Summary of the Project

The purpose of this project is to generate new insights for how land use in Scotland needs to change to meet climate change mitigation, adaptation, and other environmental objectives. The project also considers how approaches to land use can be better joined up, e.g., through the Regional Land Use Partnerships (RLUPs). The project is interdisciplinary combining natural, social and computational research teams to conduct integrative, spatially explicit, computer-based modelling and social research. The research is policy focused and transdisciplinary, with the expectation that the outputs from the research will be co-constructed and used with SG analysts, policy teams and other stakeholders (e.g., RLUP pilot teams) to inform and shape their decision-making processes. The expected outcomes are elaborated below in the Audiences and Impact section.

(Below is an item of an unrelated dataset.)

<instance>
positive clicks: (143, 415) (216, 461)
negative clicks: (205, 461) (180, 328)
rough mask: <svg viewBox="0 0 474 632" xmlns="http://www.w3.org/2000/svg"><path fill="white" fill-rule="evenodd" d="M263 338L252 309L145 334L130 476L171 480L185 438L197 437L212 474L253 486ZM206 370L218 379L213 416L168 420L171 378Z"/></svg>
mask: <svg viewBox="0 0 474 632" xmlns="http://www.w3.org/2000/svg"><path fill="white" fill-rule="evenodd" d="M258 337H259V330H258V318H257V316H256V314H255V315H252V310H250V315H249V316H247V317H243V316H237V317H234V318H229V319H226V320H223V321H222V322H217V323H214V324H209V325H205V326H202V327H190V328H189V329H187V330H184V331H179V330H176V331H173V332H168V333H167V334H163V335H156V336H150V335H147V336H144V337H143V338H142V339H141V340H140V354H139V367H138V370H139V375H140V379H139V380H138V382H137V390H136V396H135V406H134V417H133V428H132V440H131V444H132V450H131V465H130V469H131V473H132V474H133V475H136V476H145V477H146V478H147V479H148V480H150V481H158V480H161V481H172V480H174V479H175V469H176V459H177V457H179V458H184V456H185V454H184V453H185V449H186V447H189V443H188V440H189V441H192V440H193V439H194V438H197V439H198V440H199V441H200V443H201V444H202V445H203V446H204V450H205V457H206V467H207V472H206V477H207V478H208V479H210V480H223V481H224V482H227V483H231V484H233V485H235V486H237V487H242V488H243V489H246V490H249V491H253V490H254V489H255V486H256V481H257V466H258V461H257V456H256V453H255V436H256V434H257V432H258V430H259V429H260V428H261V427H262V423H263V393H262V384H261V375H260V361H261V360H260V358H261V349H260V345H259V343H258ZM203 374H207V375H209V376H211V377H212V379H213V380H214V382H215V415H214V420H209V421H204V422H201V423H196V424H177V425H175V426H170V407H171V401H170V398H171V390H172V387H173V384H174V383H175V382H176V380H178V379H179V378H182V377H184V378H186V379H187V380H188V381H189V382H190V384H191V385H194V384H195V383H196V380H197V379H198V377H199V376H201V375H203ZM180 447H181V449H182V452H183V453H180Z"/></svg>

A common thread across all this project’s research questions (RQs) is generating holistic understanding across systems as wicked problems rather than simplifying or narrowing the analysis to make it more tractable. This is a seriously challenging ambition, since it means grappling with the complexity, uncertainty and trade-offs inherent in large scale, closely coupled, social-ecological systems. Yet policy and land use decisions are often, necessarily, made in such domains. Such research must also consider Scotland from multiple non-equivalent perspectives, for example: as a nation; as part of a globalised world; as regions, landscapes and ecosystems; as sectors or businesses and as rural and urban communities. Research that considers these larger focal scales is more likely, despite its limitations, to be informative and impactful, even if only to highlight where policy and other stakeholder decisions are based on partial data, selective analysis, or wishful thinking. This project will place insights from experimental and case-based studies from the rest of the SRP in context by generating bespoke pan-Scotland analyses and focussing on the levers for transformation[1].

In addition to standard academic papers, the outputs from the research will be codification of reusable conceptual frameworks, typologies, methods, and analytical processes backed by the creation and testing of new datasets (spatial and temporal, across Scotland with the highest granularity possible), land use systems models, digital stories, infographics, and other tools. Yet the value these outputs generate in large measure depends on how they are used. Thus, the project is built around a commitment to using the data with stakeholders and building enduring networks of cooperation and knowledge exchange, with the aspiration that over time this will increase analytical capacity within government, its agencies, and other stakeholders.